シーソーのような不思議なSHELF
神田武志「unbalance」

「SHELFに納まっているもの」

比重の全く違う、木と金物とが釣り合うシーソーのような不思議なSHELF「UNBALANCE」。これが、私たちの担当した什器です。片側にはお酒、反対側には書籍を置き、棚が傾いたり、水平をとったりするという動きで、「息抜きと仕事」「遊びと教養」といった生活のバランスを表現するため、この什器には可動する機構が不可欠でした。

幅180cmの大きさ、なおかつ重さもある棚。その動きを制御するために、什器中央のドラム型の限られた収納スペースに機構を納めるのは、知識や経験のないわれわれにとって、全く先の見えない課題でした。
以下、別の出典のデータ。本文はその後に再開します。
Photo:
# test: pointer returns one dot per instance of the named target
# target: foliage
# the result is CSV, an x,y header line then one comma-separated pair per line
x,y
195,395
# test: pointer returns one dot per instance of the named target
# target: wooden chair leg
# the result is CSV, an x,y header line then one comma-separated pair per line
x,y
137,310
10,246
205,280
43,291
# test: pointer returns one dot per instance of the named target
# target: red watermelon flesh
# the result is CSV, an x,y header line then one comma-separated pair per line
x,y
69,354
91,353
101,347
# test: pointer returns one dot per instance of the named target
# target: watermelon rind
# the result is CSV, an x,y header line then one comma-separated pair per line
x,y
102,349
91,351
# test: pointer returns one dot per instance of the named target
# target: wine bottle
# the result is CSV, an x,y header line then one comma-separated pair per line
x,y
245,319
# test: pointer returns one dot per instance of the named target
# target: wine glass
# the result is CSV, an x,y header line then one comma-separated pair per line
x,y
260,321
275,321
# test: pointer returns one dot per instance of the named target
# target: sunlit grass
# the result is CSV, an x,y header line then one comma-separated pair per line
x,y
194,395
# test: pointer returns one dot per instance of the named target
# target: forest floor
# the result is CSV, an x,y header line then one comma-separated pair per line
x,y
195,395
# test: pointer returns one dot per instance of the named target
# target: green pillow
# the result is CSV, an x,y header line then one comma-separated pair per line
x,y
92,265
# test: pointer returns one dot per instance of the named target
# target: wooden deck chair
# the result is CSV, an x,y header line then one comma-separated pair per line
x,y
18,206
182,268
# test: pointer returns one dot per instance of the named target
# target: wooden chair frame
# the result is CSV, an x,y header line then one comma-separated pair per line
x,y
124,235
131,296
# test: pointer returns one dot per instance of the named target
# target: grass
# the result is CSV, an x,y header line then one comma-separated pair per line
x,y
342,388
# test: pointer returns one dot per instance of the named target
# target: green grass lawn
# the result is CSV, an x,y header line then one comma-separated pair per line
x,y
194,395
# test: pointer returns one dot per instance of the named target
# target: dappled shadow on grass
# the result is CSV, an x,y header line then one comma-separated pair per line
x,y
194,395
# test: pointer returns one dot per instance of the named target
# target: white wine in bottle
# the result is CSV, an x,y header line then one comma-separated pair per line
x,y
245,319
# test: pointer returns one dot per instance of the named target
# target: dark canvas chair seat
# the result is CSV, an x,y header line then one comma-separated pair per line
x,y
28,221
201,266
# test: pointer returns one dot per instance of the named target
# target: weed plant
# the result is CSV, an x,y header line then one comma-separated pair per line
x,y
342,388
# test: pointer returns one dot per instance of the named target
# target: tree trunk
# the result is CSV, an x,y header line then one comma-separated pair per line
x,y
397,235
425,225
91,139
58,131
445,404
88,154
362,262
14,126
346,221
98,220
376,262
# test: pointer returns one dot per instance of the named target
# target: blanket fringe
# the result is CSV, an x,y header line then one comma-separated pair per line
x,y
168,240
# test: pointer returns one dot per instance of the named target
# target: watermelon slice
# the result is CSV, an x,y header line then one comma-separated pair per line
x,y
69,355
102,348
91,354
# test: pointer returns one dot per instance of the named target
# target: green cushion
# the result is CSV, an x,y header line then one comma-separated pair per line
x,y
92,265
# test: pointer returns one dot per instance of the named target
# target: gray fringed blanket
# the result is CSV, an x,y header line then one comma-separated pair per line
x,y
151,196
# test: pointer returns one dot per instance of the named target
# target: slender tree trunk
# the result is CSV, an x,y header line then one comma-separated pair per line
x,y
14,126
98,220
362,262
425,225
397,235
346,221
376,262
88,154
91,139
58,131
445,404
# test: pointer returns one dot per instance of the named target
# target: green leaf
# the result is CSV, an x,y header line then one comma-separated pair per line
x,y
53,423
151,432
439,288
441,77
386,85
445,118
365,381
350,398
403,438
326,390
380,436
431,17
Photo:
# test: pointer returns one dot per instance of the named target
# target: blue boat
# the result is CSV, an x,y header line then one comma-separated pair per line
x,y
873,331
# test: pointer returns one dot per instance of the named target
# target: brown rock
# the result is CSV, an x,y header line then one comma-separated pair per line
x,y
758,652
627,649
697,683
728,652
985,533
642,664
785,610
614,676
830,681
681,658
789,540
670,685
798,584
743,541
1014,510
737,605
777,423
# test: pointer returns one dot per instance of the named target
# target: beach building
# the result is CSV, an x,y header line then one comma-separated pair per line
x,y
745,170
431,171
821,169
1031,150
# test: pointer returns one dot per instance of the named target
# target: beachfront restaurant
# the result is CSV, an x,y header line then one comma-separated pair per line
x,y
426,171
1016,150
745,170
それでも、シーソーや天秤などの動きを研究し、さまざまな機械部品のカタログを読みあさることで生まれた機構のアイデアを、制作会社や部品メーカー、デザイナーの方々と何度も話し合い、修正しながら、カタチになっていきました。完成間近で機構がうまく動作しなかったときは、周囲の想いをカタチにできなかった不甲斐なさに涙を流したこともありました。

什器製作を通して“想いをカタチにする”という行為がどれほど難しく、どれだけ多くの人の努力の上に成り立っているかを知り、だからこそ感じられる達成感を実感しました。ドラム型の収納部には、上下10cmわずかの揺れを生み出す機構と一緒に、そんな熱い想いが納まっています。(文/加藤竜八、文化空間事業部 事業企画部 プランナー)

「unbalance」
デザイン:神田武志(丹青社)
協力会社:(株)木下製作所 ほか
撮影:kenpo

展示や内装の設計・施工を手がける丹青社が、2009 年から新入社員教育の一環として行っている「SHELF制作研修」。本連載では、研修に参加された丹青社の方々に、それぞれの作品について語っていただきます。また、この研修成果については、20119月27日(火)〜10月5日(水)までアクシスギャラリーで開催された「人づくりプロジェクト SHELF展」において、展示報告されました。